Kneecap and the New Weird
Seth Godin and Blindboy from The Rubberbandits are on the same page: weird is the new normal. We’re seeing creativity being used to create something, share it, gather a group of people around it.
Seth Godin, in We Are All Weird, wrote how artists (authors, founders of movements, musicians…) can and should focus on a real audience. They don’t have to be bland and make bland art.
Blindboy, in his podcast episode Vincent Fist (about an hour into the episode), celebrated how Irish music is in a fantastic place. His view was similar to Godin’s, that weird is the new normal.
Blindboy spoke how Irish musicians had been hoping to get get signed up for a record deal. They Americanised their music, made it average, trying to appeal to the biggest base possible. Now, though, there’s not much a record label can do for a standard musician. Musicians are better off building a direct connection with their fans, which in a way frees them to create the art they were compelled to make in the first place. They have the confidence to be themselves, because they’re no longer bought into the idea of selling your rights to a record company. The result, said Blindboy, is musicians who are Irish and not trying to hide that they are Irish.
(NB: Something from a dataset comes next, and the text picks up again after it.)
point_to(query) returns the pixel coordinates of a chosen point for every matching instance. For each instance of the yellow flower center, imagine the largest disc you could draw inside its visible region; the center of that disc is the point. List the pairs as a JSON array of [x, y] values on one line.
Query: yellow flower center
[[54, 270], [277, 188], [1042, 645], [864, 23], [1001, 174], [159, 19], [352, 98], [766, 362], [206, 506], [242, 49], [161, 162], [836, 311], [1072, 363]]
Kneecap is part of the new weird. Bhíos ag buzzáil tar éis a gig i Luimneach. They’re an Irish language hip hop group, getting thrown out of their own gigs for political statements they’re using to help publicity. At the Limerick gig, the crowd were singing along to their Irish language lyrics. That was absolutely not a possibility in Limerick 10 years before.
Let me repeat that. An Irish language hip hop group. Some of the best music being created and shared in Ireland. No excuses for being a bit weird, and in fact they’re capitalising on being weird.
In that podcast, Blindboy shares how he’s delighted with some songs he’s written, such as the brilliant Spastic Hawk. But there are other songs that he said he’s not so happy with, because they were done to prove something to other people who were criticising the music they were making.
In his book Linchpin, Godin advises us to get hooked on the feeling of “This might not work“. I wonder if the lads in Kneecap thought “this might not work”. I’d be pretty sure that crossed their minds. But they’ve hit on something.